Stepping onto the field for football league tryouts brought up all the anxieties that kept me out of sports in high school.
BY ROB SMITH
> I was 31 years old before I threw a football for the very first time. Like a great deal of gay boys, I was awkward and a little bit “different” while growing up. My family members didn’t know quite what to do with the pudgy, shy kid that would rather go to the library than go outside and play, so I never played sports at all growing up.
Even as I got into my late teens and early twenties and figured out that I was gay, I thought sports were simple and stupid, the domain of the Neanderthals that had bullied me as a teenager or were seen as potential bashers as an adult.
I even got my undergraduate degree at the home of one of the most popular NCAA basketball teams in the country, the Syracuse Orange, without attending a single game. I now realize that I was brainwashed.
I was brainwashed into thinking that sports and sports related activities were the domain of the type of man that I could never hope to be. That man was intensely physical, masculine, and athletic. That man was confident and secure in himself. That man was aware of his abilities and physicality and knew that he could morph that to fit whatever sport he saw fit.
I didn’t figure out until shortly after my 30th birthday that I had somehow become that man after years of strength training and physical fitness classes, and that there had been a lot I’d been missing out on by placing limitations on myself.
For too long, I had this image of myself as a gay man that was too defined by what others tell us we need to be. They tell us that we are supposed to be preternaturally cultured, that we care deeply about fashion, and that our ensembles must be meticulously chosen before we step foot out of our impeccably decorated abodes.
Even as a college student watching my classmates go crazy over Syracuse University basketball, I thought that I was somehow above the obsession. I thought that because I was gay I had more highbrow things to concern myself with in my free time. Then, just a few years after college, it happened: I got hopelessly, painfully addicted to March Madness. I found it utterly intoxicating to transfer the intense pride I have in my alma matter to its basketball team playing a sport that is pretty damn easy to follow.
After a few games and seeing my beloved Orange go all the way the final four, I was hooked. Soon after, I wasn’t content to just watch sports, I wanted to play, too… so I decided to swallow my pride and nervousness and sign up for the New York City Gay Football League.
Stepping onto the field for football league tryouts brought up all the anxieties that kept me out of sports in high school. I was nervous that I would drop a pass, or trip and fall down, or somehow remind everyone watching that I was still that pudgy teenager that was afraid to play and not the strong and fit man that stood before them. However, the leaders of the league seemed keenly aware of this, and made sure we knew it was all about fun. And man, was it fun.
Going in for a long pass and actually catching the football sent intense waves of pride, shock, and happiness through my body. In my very first game, I was a fierce competitor, snatching flags and taking other guys down when I could, and relishing the aches and pains in my body as I tumbled to the ground while doing so.
Although my very first time receiving the ball I made it a grand total of three yards before face-planting in the turf, I did so in the midst of delirious and uncontrollable laughter.

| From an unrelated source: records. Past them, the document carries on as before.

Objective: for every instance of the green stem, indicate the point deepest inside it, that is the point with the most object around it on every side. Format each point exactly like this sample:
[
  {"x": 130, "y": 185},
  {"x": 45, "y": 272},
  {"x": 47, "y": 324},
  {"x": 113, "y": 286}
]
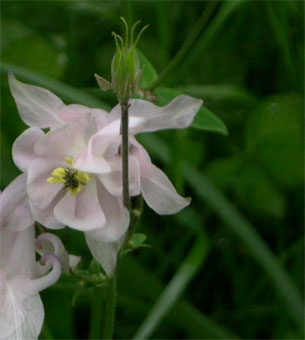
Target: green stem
[
  {"x": 206, "y": 14},
  {"x": 124, "y": 152},
  {"x": 96, "y": 314},
  {"x": 136, "y": 217},
  {"x": 110, "y": 309}
]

When I play sports, I feel like I’m reclaiming something that was taken from me, which is the right to decide for myself who I am and what I like to do. It’s amazing that we live in a world where we have an openly gay NBA player and will soon have an openly gay NFL player. We talk a lot about what the images of these men mean for gay youth, but I can tell you as a fully grown man that they mean a lot to me, too. While I lament the fact that I’m discovering this wide and wonderful new world of sports at the exact moment that my body seems to be slowing down a bit, this is all so fresh and new and fun that it is worth the aches and pains.
Besides, if I want to someday be the kind of dad that throws around a football with his kid, I eventually had to learn how to do it. Better late than never.